A las fuerzas que asumieron la conducción del país a la caída de la dictadura les interesaba vitalmente crecer, pues eso generaba legitimidad y estabilidad política a su gestión gubernamental y generaba recursos para emprender diferentes programas sociales relacionados con la reducción de la pobreza. Los acuerdos comerciales internacionales eran una vía bastante prometedora para conseguir esos objetivos. Se pensaba, además, que no era posible en esos delicados momentos históricos por los que atravesaba el país caminar por la vía de lo nuevo y de lo riesgoso. También empujaba en esa dirección la fuerza de las ideas dominantes en los círculos académicos y políticos del mundo entero, incluidos los organismos internacionales, que postulaban que el libre comercio nacional e internacional, generaba las mejores condiciones para el bienestar y el crecimiento de los países. Posteriormente, los éxitos de la vía por la cual se caminaba –o la no irrupción o visualización de todas sus limitaciones y problemas– impedía pensar en cambios, pues nadie se juega por cambiar lo que se supone está funcionando bien. Además, no se suman fuerzas sociales y políticas favorables al cambio cuando todavía se vive con la ilusión de que se camina por la senda correcta.
¿Era inescapable hacer lo que se hizo? Era inescapable tratar de vender más cobre, más madera y celulosa, más frutas y más salmones. Lo que era evitable era que los ingresos que todas esas producciones generaban no se canalizarán hacia la generación de capacidades competitivas, es decir, promover la producción de otros bienes y servicios que permitieran competir en el mercado internacional contemporáneo. En otras palabras, se careció de un Estado promotor, regulador y emprendedor que tuviera horizontes productivos, de mediano o de largo plazo, de carácter tecnológico y competitivo. En alta medida, la Constitución vigente impedía y sigue impidiendo que el Estado asuma roles de esa naturaleza en el terreno económico y, por ello, se espera que eso cambie con la nueva Carta Fundamental que está en vías de redactarse.

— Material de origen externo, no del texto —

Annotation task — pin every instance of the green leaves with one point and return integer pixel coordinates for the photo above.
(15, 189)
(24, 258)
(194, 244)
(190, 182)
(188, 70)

Emprender caminos de esta naturaleza tiene indudablemente riesgos, pues es caminar por terrenos no transitados por el país en las últimas décadas y emprender tareas que tendrán muchos antagonismos en el plano nacional e internacional. Pero es imperativo cambiar, pues el mero crecimiento primario exportador ha dejado de ser una opción de crecimiento y de desarrollo. Ya ni las exportaciones primarias ni el país pueden crecer a los ritmos de hace décadas, ni a los ritmos que se necesitan en el presente, sin entrar en el terreno de lo tecnológico y lo competitivo y sin tener horizontes de mediano y largo plazo. El país ha cambiado, el mundo ha cambiado, las necesidades sociales y económicas han cambiado y se necesita que cambien también los tratados internacionales que el país firme a futuro, de modo de convertirlos en herramientas al servicio de nuevos modelos de desarrollo y no ya al mero servicio del desarrollo primario exportador.